Mer-Sea & Co.
- Type: Private
- Industry: Retail, apparel
- Founded: 2013; 13 years ago
- Founders: Melanie Bolin Lina Dickinson
- Headquarters: Lenexa, Kansas, U.S.
- Products: Travel clothing, sleepwear, candles, gifts
- Website: mersea.com

= Mersea (brand) =

American lifestyle clothing brand

Mersea (also known as Mer-Sea & Co.) is an American lifestyle brand based in the Kansas City metropolitan area that designs travel-themed clothing, sleepwear, candles, and gifts. The company was founded in 2013 by Melanie Bolin and Lina Dickinson. Its first permanent store opened on the Country Club Plaza in Kansas City in 2026, the same year the brand released a sleepwear collection designed in collaboration with the actress Selma Blair.

== History ==
Bolin and Dickinson met through their children and founded the company in 2013. Its first products were wrap-style layers designed for travel, and in the early years, the brand grew quick enough to be put at No. 279 on the 2018 Inc. 5000 list of the fastest-growing private companies in the United States. In 2022, the company reported $15 million in revenue and released a broader ready-to-wear clothing line. More than 1000 stores in the United States, including Anthropologie and Lands' End, carried its products. Mersea started to manufacture denim in 2023.
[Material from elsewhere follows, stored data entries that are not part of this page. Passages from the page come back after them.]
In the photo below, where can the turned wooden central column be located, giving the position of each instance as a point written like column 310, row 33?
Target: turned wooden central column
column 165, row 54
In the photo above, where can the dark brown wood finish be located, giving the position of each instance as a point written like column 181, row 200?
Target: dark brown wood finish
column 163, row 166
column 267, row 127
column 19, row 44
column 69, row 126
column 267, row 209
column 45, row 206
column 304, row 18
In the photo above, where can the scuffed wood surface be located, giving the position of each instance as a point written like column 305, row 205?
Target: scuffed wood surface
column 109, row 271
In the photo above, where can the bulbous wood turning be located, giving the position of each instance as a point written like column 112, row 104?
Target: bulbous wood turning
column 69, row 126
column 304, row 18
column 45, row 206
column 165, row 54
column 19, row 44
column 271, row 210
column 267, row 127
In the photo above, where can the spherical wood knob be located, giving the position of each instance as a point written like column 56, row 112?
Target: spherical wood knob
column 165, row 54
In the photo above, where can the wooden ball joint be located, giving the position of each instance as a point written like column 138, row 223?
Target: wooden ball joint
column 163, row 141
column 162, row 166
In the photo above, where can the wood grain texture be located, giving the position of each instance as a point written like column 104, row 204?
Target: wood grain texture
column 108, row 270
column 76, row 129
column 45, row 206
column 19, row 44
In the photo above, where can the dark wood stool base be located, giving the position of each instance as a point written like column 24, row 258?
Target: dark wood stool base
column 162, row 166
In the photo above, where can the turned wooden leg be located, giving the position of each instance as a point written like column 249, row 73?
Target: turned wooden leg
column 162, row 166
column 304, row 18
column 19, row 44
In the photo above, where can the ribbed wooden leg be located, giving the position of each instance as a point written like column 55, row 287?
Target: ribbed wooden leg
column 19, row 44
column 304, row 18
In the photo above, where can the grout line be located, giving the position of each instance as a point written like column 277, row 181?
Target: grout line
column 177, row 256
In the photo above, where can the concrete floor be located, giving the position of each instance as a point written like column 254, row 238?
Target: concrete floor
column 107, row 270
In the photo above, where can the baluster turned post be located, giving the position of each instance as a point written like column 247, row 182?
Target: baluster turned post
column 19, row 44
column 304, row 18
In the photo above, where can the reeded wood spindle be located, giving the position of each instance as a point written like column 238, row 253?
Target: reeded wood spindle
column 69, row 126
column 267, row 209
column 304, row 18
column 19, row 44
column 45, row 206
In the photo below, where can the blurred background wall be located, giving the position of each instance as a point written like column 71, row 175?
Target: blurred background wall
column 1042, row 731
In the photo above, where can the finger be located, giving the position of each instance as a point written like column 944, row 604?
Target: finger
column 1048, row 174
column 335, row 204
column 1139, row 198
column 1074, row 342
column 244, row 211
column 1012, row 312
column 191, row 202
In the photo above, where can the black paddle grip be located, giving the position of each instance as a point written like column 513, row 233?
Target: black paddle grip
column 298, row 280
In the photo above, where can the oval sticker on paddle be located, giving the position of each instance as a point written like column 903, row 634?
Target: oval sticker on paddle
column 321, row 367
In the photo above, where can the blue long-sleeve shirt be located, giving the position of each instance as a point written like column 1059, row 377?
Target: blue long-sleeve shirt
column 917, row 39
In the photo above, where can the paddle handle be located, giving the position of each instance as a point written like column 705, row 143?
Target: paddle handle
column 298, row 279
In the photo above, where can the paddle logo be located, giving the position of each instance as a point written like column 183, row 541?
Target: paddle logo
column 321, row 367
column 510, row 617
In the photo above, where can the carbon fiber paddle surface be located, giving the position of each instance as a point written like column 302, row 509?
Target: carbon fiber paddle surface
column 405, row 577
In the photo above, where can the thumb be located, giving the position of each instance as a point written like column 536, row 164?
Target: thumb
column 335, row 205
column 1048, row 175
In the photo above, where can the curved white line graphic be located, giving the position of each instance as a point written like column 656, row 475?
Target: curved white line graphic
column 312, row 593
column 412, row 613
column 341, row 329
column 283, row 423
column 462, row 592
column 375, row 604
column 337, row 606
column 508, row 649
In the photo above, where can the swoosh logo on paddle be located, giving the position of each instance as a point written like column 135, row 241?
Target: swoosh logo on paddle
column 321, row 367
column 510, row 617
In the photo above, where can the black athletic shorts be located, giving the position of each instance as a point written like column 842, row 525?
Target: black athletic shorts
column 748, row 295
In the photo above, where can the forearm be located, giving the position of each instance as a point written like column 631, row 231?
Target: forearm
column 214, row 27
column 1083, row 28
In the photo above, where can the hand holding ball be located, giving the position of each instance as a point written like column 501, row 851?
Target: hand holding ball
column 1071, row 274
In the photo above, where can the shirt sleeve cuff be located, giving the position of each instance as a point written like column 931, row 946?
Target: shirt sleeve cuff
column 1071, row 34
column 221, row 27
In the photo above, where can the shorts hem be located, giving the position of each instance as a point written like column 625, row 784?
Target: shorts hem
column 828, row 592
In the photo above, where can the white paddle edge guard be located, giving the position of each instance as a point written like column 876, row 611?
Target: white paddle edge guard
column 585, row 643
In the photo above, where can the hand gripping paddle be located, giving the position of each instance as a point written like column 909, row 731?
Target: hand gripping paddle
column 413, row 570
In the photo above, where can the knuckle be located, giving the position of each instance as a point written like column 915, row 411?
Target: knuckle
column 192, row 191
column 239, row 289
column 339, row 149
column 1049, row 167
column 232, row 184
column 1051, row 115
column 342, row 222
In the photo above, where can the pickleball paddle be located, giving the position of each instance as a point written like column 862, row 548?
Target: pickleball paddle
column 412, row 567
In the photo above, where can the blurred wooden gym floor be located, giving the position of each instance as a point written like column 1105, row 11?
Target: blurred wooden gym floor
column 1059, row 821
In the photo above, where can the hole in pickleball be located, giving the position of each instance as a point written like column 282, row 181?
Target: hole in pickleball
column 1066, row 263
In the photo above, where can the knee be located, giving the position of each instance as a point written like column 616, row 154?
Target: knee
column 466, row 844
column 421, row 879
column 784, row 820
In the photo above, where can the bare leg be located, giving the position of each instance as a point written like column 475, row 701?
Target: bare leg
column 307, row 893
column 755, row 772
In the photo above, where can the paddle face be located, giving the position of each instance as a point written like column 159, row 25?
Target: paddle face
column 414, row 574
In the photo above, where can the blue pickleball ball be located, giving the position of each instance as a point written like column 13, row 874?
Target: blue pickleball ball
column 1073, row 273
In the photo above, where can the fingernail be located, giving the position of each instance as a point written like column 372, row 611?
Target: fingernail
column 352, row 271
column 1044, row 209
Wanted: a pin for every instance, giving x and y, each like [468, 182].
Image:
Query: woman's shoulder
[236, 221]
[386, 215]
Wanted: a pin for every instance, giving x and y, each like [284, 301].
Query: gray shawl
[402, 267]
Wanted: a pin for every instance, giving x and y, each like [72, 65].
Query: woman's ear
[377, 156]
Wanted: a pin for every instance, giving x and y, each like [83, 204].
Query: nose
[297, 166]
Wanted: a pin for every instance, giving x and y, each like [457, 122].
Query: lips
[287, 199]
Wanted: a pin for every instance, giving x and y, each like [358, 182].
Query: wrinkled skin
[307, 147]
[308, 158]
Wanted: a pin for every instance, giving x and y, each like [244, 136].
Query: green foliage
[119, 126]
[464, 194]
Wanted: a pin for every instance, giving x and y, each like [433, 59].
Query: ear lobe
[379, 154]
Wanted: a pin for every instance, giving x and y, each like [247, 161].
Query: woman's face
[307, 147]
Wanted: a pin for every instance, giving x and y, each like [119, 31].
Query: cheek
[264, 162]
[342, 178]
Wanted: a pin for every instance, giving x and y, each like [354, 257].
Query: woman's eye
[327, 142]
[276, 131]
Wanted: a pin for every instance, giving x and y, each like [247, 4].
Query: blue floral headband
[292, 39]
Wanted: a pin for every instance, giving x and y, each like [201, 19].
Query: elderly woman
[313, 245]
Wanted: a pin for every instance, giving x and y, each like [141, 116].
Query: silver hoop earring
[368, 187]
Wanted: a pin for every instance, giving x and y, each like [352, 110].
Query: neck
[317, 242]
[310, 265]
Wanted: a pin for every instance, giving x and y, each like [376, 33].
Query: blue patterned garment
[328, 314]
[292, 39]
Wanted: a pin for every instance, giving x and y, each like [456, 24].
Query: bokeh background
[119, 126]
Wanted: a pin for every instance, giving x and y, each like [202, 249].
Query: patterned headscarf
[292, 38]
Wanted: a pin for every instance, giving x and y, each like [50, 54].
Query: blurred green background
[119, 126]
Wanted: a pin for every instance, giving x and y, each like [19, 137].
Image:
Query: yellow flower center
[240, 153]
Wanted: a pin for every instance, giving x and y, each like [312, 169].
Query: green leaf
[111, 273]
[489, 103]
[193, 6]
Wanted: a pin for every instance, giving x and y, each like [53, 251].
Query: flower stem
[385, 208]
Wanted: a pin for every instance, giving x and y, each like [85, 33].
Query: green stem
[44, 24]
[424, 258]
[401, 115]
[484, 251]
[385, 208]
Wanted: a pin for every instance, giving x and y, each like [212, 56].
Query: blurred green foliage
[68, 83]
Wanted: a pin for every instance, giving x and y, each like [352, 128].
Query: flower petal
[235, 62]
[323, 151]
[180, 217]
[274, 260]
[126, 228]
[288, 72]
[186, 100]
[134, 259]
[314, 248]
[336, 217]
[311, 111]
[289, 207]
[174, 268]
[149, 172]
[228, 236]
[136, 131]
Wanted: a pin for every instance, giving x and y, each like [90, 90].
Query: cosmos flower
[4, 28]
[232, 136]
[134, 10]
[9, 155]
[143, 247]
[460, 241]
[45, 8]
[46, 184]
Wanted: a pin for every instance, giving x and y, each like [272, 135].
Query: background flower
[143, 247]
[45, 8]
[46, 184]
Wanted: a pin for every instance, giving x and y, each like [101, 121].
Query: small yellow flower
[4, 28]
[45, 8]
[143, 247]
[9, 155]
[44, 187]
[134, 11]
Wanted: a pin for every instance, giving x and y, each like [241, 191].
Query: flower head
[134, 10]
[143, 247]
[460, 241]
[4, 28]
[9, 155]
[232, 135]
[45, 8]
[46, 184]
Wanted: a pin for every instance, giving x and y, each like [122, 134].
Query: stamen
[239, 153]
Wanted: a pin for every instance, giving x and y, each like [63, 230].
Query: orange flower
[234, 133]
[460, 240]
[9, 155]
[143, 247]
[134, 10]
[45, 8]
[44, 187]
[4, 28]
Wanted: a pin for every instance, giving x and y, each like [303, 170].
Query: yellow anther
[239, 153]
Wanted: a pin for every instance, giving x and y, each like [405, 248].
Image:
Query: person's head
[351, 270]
The same year, mittens made by Mersea were highlighted in Oprah Winfrey's "Favorite Things" holiday list, and in early 2024, the home fragrance company Pura released a three-scent collection developed with Mersea for its smart diffusers.

After Selma Blair was diagnosed with multiple sclerosis in 2018, Mersea founders sent her a gift of pajamas and candles during her treatment, which started their mutual association. The company released Sea La Vie, a limited-edition sleepwear capsule created with Blair in April 2026 as its first celebrity collaboration. The collection was designed in the United States and manufactured in India and China. The company's first permanent store opened on the Country Club Plaza in Kansas City in June 2026, and Blair joined the founders for the occasion.